NPS Exit Rules: Great news for subscribers of the National Pension System (NPS)! The pension regulator PFRDA has made the NPS exit rules simpler. They have revised the regulations under the all-citizen model, making it easier for NPS subscribers to access their funds.
This change is expected to boost the interest of the general public in NPS
PFRDA has implemented this update with the non-government sector in mind. The new regulations will be applicable to both the Common Scheme and the Multiple Scheme Framework (MSF) under the All Citizen Models of NPS. By simplifying the NPS exit rules, it is anticipated that more people will show interest in this retirement plan.
Removal of the five-year lock-in period
The most notable change pertains to the lock-in duration for a normal exit in the NPS-All Citizen Model. PFRDA has eliminated the five-year minimum lock-in requirement. Previously, subscribers had to stay invested for a minimum of five years to exit the scheme. Now, they can withdraw their funds even before reaching the five-year mark. Experts believe this will enable subscribers to access their NPS funds when necessary.
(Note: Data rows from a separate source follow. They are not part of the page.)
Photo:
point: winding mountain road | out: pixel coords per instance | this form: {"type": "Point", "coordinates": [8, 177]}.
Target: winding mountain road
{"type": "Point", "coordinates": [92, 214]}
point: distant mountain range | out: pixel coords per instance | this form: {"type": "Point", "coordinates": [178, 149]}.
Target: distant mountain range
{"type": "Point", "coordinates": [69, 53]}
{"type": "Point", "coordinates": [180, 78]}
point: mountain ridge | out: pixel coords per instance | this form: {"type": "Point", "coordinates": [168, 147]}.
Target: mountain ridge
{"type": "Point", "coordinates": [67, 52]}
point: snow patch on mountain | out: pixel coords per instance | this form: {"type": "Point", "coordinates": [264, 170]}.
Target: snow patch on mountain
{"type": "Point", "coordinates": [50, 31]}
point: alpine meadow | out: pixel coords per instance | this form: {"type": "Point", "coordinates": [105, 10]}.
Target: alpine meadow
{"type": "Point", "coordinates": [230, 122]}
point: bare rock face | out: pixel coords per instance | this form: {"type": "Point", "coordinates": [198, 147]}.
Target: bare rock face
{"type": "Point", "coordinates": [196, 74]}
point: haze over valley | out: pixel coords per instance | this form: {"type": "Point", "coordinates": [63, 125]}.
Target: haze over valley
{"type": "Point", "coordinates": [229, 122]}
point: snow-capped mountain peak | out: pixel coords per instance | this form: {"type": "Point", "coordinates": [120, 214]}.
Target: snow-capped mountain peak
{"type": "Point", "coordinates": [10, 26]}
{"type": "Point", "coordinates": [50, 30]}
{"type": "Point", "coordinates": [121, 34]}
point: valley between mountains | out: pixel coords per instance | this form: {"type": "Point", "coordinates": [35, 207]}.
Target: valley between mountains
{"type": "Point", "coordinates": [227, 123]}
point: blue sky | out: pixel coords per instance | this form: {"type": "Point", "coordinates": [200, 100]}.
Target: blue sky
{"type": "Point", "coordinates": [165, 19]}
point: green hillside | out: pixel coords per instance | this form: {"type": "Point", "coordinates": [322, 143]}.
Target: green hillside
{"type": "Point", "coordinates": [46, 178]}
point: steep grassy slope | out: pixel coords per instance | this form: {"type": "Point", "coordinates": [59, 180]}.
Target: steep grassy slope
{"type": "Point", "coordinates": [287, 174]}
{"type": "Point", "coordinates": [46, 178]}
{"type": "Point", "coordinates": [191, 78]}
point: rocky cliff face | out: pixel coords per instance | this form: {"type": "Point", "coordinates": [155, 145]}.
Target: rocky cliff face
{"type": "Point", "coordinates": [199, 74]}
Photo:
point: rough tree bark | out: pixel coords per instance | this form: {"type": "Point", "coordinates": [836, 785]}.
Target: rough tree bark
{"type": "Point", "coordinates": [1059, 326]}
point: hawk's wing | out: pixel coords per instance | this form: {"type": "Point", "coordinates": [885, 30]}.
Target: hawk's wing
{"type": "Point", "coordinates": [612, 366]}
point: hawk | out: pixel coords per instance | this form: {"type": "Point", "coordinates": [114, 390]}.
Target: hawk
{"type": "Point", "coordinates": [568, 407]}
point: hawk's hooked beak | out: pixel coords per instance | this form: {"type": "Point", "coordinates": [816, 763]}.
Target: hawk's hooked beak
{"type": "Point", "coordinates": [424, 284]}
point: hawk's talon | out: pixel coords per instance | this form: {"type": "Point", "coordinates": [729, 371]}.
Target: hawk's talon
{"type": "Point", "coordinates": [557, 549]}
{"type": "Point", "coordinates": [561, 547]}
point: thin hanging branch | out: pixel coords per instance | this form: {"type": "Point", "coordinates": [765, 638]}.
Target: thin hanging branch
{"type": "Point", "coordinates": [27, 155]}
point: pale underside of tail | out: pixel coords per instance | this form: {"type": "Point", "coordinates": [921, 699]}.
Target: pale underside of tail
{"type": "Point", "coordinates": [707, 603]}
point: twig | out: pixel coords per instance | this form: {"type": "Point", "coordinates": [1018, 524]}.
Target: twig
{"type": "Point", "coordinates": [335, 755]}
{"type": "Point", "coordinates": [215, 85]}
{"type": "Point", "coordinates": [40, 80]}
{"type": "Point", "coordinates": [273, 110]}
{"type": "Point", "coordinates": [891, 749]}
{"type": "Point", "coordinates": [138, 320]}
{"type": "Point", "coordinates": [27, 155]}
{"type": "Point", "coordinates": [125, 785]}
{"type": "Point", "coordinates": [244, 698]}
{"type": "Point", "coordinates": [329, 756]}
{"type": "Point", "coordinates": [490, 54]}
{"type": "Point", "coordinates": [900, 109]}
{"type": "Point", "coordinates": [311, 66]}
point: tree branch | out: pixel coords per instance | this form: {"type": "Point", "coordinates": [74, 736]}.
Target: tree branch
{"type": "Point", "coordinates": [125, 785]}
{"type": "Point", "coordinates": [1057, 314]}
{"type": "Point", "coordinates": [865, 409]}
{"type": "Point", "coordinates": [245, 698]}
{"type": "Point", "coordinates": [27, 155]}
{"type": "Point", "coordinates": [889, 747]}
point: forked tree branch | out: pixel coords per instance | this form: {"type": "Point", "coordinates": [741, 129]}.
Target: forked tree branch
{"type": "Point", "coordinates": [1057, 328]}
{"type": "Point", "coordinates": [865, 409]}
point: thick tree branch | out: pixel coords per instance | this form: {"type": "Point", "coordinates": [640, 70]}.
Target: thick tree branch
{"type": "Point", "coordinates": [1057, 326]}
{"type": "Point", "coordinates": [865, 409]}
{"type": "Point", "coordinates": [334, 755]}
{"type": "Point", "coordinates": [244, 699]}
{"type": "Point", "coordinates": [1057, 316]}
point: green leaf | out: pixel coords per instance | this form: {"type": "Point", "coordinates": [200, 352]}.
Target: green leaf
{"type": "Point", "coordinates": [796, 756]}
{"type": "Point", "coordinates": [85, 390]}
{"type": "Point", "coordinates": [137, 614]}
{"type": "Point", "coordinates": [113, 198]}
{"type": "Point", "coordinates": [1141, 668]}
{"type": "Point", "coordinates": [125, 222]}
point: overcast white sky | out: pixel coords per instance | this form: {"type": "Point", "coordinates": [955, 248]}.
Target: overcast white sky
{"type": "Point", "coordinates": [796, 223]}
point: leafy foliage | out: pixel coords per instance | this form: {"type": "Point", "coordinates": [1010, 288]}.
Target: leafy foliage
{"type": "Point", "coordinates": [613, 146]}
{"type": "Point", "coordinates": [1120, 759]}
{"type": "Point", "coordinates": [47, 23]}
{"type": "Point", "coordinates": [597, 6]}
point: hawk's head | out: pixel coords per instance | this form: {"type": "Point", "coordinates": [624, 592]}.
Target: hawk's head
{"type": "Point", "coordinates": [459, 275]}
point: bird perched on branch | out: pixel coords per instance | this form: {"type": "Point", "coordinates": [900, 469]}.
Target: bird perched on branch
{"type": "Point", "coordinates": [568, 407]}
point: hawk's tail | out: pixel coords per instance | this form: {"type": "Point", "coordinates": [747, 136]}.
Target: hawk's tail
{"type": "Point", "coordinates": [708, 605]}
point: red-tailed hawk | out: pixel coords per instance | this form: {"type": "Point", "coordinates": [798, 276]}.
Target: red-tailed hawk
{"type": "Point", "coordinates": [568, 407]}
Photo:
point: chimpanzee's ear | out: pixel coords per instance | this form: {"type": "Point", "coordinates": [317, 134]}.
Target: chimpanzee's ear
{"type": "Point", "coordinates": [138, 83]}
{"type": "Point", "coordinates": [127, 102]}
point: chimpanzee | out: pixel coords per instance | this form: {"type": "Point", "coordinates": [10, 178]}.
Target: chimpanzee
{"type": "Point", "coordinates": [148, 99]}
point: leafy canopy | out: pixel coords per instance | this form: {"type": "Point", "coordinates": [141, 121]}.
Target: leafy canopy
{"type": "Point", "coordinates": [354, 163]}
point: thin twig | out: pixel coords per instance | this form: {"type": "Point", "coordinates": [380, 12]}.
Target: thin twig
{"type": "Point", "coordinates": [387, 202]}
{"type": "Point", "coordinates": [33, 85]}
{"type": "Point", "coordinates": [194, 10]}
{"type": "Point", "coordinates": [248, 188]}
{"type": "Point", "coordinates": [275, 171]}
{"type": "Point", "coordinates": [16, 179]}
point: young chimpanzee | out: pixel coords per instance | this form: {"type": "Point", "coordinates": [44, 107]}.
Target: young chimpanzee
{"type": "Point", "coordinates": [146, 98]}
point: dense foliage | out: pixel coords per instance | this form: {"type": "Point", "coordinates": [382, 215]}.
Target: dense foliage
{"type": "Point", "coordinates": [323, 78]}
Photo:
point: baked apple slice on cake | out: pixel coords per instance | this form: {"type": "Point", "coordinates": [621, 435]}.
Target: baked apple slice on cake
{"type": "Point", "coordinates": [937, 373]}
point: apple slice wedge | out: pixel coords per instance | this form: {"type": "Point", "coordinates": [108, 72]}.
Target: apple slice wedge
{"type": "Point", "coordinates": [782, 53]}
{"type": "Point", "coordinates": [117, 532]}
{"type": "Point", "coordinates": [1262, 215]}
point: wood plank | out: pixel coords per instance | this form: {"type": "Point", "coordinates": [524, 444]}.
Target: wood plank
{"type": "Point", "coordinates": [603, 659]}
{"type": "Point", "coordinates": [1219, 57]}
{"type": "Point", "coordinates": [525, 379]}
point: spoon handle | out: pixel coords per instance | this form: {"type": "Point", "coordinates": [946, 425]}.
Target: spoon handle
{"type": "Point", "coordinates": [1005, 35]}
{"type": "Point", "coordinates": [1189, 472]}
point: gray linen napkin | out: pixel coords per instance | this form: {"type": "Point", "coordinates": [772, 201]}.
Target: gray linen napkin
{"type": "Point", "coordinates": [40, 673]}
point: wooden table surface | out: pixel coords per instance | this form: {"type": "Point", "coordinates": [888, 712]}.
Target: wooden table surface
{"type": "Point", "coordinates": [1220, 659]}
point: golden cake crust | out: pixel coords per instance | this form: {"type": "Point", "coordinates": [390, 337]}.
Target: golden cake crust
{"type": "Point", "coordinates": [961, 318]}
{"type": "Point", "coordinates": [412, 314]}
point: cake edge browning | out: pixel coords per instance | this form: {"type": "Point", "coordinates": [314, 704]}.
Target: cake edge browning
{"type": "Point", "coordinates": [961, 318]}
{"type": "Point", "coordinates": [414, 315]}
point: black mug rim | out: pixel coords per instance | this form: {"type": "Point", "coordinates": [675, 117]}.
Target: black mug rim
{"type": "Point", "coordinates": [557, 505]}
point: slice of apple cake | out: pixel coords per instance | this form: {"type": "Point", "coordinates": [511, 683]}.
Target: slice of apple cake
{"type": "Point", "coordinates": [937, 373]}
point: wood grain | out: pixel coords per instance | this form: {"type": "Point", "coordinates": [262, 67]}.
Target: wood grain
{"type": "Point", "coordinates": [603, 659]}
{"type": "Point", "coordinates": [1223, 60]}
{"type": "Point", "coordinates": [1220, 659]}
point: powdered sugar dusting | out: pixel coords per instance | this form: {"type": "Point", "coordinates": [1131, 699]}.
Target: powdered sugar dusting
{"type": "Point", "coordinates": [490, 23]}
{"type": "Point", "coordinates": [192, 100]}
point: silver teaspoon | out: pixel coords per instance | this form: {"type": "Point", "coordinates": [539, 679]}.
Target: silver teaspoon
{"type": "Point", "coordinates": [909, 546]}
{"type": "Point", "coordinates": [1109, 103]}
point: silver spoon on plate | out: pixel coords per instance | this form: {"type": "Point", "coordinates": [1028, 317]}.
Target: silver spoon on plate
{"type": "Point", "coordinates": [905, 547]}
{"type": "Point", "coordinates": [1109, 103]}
Updates to vesting period regulations as well
The rules regarding the vesting period have also been made simpler. Subscribers can now exit the scheme after 15 years or upon reaching the age of 60, whichever occurs first. In the past, subscribers had to wait until they turned 60 to withdraw funds. However, the vesting period for corporate sector subscribers remains the same; they can only withdraw funds upon reaching retirement age, as was the case before.
Increased one-time withdrawal limit
Additionally, PFRDA has raised the lump-sum withdrawal limit for normal exits. Subscribers can now take out up to 80% of their corpus in one go. Previously, the limit for a lump-sum withdrawal was capped at 60% of the corpus. The minimum requirement for purchasing an annuity has also been lowered from 40% to 20%. This change will ensure that subscribers have more funds available when they retire.
Withdrawal of up to 80% of the corpus is permitted
SBI Pension Funds MD and CEO Pranay Ranjan Dwivedi said, “Subscribers will now be able to withdraw up to 80% of the corpus. Of this, 60% will be completely tax-free. The remaining 20% will have to be used to purchase an annuity.” Upon the subscriber’s death, the entire corpus will be allowed to be withdrawn in a lump sum by the nominee. However, the option to purchase an annuity will remain available.